De quando eu fazia poemas metafísicos

23 Junho 2008

O LOUCO

Estou fazendo uma revisão no Ciclo de Jaiara. Corrigindo a ortografia e alguns absurdos estéticos. Mas tenho que me conter, senão corto quase tudo. Relendo os primeiros versos do livro, me pergunto como tive a coragem de publicá-los. Por mais que o Moreira Cardoso seja um outro (um eu-outro, ex-eu), ainda assim era esta mão que batia no teclado.

Mas quem sou eu pra ficar cortando ou emendando o Moreira Cardoso? Ele tem lá o seu direito de existir torto, provinciano, ingênuo, crente ou ateu lamentando sua descrença. E depois, é provável que daqui a dez anos eu mesmo (ou um crítico simpático a poetas obscuros) lerei o que faço hoje achando tudo a mesma porcaria.

Em todo caso, há coisas que ainda gosto, ou pelo menos me divertem, como estes dois trechos acima de O louco. O III tem uma sonoridade mordente, de aliteração cerrada e o IV, bom o IV é mesmo uma loucura onírica (eu lia muito Jorge de Lima na época).


No dentro do momento (poesia em tempos pop)

17 Junho 2008

Em artigo que aqui publiquei em 3 do corrente, afirmei que, tendo cumprido a sua função, a vanguarda acabou. Não cheguei, porém, a explicar que uma das principais razões pelas quais penso assim é que estou convencido de que o feito principal da vanguarda enquanto vanguarda não foi de natureza propriamente estética ou artística, mas cognitiva e, mais precisamente, conceitual. Em outras palavras, não é que, a partir da experiência da vanguarda, a arte tenha ficado melhor do que era, mas que, sobre ela, se aprendeu alguma coisa que não se sabia antes. Deu-se um aprendizado, um progresso cognitivo após o qual se passou a saber algo fundamental, antes não plenamente reconhecido, sobre a natureza da arte. (Antonio Cicero – Ainda a vanguarda – Folha de S.Paulo – 31/05/2008).

É um mérito dizer claramente que a vanguarda já cumpriu o seu papel. Mas seu papel, ao contrário do que afirma Antonio Cícero não foi o de esclarecer o que é a poesia, como se houvesse a verdade ou o Ser da poesia que precisasse ser entendido com mais clareza, ou em aspectos ainda desconhecidos.

O que é a poesia? Creio que o que se entende por poesia (e também por literatura e arte) é uma convenção – coletiva e ‘não intencional’. Não que seja qualquer coisa, mas é como um recorte de sentido que uma sociedade ou cultura faz de seu mundo simbólico (ou simplemenste de seu mundo). É uma maneira de fazer sentido, de organizar os saberes.

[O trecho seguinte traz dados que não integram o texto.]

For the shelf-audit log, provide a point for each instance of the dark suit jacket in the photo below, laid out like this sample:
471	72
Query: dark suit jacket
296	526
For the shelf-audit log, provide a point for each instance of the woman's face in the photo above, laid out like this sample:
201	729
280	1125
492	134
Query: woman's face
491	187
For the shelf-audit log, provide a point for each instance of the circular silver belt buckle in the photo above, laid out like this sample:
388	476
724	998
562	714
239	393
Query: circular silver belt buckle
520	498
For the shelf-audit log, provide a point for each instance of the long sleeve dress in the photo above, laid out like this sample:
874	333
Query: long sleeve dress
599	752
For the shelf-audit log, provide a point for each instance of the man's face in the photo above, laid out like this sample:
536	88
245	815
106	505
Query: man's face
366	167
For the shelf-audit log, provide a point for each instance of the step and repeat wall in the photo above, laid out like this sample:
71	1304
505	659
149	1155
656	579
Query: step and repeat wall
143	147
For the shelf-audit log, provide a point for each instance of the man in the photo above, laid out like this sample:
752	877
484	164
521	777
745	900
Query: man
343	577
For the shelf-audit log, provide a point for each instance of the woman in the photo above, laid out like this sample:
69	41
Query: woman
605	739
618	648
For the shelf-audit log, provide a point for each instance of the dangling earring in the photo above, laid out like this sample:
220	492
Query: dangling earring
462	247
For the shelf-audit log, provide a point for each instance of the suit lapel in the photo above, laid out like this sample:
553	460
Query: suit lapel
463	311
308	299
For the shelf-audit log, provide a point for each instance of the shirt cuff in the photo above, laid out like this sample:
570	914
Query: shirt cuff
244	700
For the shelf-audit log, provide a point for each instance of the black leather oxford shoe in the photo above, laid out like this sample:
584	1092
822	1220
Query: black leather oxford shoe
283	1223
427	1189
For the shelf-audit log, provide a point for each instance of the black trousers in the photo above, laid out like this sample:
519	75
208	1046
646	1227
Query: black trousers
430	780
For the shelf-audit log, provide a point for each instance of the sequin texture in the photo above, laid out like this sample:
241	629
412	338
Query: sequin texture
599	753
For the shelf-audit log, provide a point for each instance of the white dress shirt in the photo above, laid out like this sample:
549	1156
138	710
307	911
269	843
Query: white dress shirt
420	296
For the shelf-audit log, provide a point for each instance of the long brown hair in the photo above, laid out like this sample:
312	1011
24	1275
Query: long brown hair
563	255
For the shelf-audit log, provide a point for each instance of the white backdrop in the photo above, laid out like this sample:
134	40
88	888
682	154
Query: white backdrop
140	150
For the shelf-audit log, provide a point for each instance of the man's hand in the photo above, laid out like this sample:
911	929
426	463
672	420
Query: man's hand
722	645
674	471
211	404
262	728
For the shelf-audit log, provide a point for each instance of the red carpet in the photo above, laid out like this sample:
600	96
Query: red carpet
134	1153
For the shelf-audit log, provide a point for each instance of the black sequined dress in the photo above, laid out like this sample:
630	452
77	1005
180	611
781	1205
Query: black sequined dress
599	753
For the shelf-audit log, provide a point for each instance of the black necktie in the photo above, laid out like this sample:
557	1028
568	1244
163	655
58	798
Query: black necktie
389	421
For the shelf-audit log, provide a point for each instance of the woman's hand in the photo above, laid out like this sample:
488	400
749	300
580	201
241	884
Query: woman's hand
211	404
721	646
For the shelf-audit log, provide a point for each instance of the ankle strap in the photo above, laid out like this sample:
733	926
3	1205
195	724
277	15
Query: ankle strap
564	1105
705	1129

No Ocidente há um saber estético mais ou menos independente (recortado) dos demais e, dentro deste saber estético, um saber da arte verbal, que hoje chamamos literatura (e poesia, que é um ramo complicado da literatura – complicado pq desde sempre namorou a música e o canto, saindo da órbita do puramente escrito. Se pensarmos bem, mesmo o que entendemos por literatura, como arte verbal escrita, recobre realmente o conto e o romance, pois o teatro também salta da órbita do puro escrito).

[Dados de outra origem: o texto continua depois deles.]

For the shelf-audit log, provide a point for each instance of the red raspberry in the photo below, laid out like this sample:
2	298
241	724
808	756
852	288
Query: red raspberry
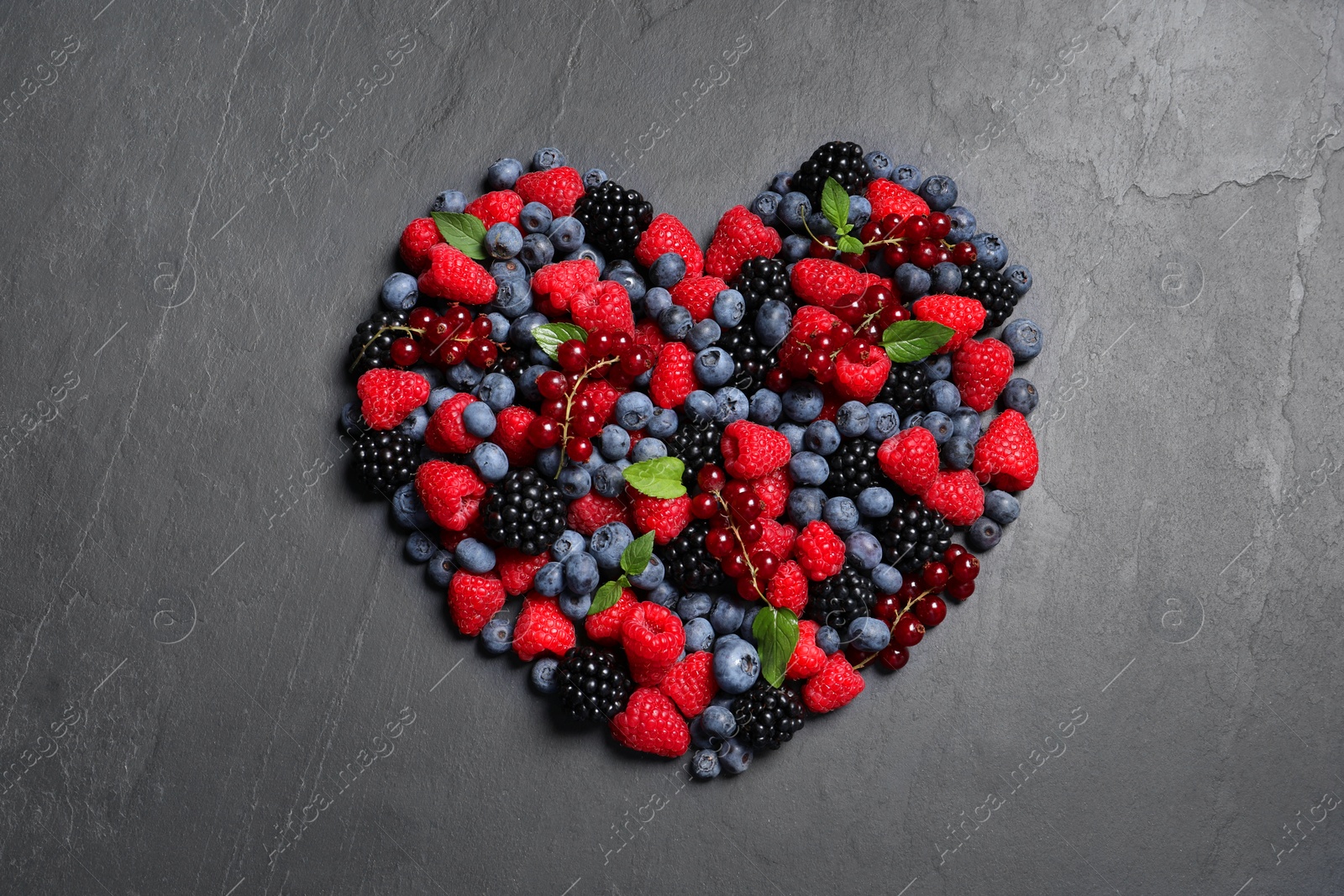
651	723
445	432
542	629
472	600
674	376
517	570
820	281
562	280
605	627
911	459
417	239
963	315
665	234
665	517
958	496
752	450
449	492
591	512
739	235
602	308
511	434
889	197
790	589
654	638
1005	454
501	204
454	277
691	683
386	396
808	658
833	687
820	551
981	371
696	296
557	188
862	375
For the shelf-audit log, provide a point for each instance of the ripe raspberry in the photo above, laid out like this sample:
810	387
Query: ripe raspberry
562	280
696	296
651	723
501	204
911	459
665	517
752	450
445	432
557	188
472	600
820	281
958	496
386	396
889	197
790	589
963	315
981	371
739	235
808	658
417	239
674	376
457	278
1005	454
450	493
542	629
691	683
667	234
833	687
652	637
819	551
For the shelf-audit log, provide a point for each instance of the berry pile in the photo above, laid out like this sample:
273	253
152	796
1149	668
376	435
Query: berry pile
698	490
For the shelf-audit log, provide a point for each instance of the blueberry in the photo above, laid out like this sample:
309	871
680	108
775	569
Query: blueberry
991	251
983	533
400	291
1021	396
875	501
736	664
1001	506
1023	338
869	634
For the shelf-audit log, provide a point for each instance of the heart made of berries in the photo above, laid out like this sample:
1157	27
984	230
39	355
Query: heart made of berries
719	484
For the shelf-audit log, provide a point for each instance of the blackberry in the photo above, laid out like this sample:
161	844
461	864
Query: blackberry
613	217
768	716
853	468
526	511
991	289
842	598
905	389
591	685
689	562
386	459
369	351
914	535
837	159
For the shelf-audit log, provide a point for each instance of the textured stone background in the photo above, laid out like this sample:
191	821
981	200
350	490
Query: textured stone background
197	214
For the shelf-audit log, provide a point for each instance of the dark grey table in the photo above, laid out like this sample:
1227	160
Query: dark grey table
206	641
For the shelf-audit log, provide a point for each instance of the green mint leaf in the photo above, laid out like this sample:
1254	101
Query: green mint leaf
835	203
777	634
464	233
914	340
659	477
638	553
549	336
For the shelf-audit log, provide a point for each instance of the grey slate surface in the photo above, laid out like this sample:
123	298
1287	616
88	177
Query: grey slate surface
201	202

Durante muito tempo, talvez desde o renascimento, o que se entende por poesia foi a arte verbal escrita em versos, com uso de figuras de som (rimas, aliterações, assonâncias etc) e de sentido. Outro critério da poesia talvez seja o seu descompromisso com a narrativa (embora ela pudesse ocorrer) e, a partir do romantismo, uma inflexão à subjetividade ou, pelo menos, um descompromisso com a objetividade. Para o Cícero, isto é uma visão redutora da poesia. De fato, a coisa para ser poesia, até o século XIX, deveria seguir certos padrões estéticos bem rígidos.

Mas é aí que o Cícero se equivoca. Não é que a poesia é um troço mais amplo e as pessoas, no passado, não viam ou não entendiam. A questão é que, do renascimento até o século XIX, houve uma certa estabilidade (que começou a ser perturbada neste mesmo sec XIX pelos românticos) no recorte de sentido que se entendia por poesia no Ocidente. E o que se entendia por poesia (o recorte que se fazia) era, de fato, a poesia e não um entendimento equivocado do que era realmente a coisa.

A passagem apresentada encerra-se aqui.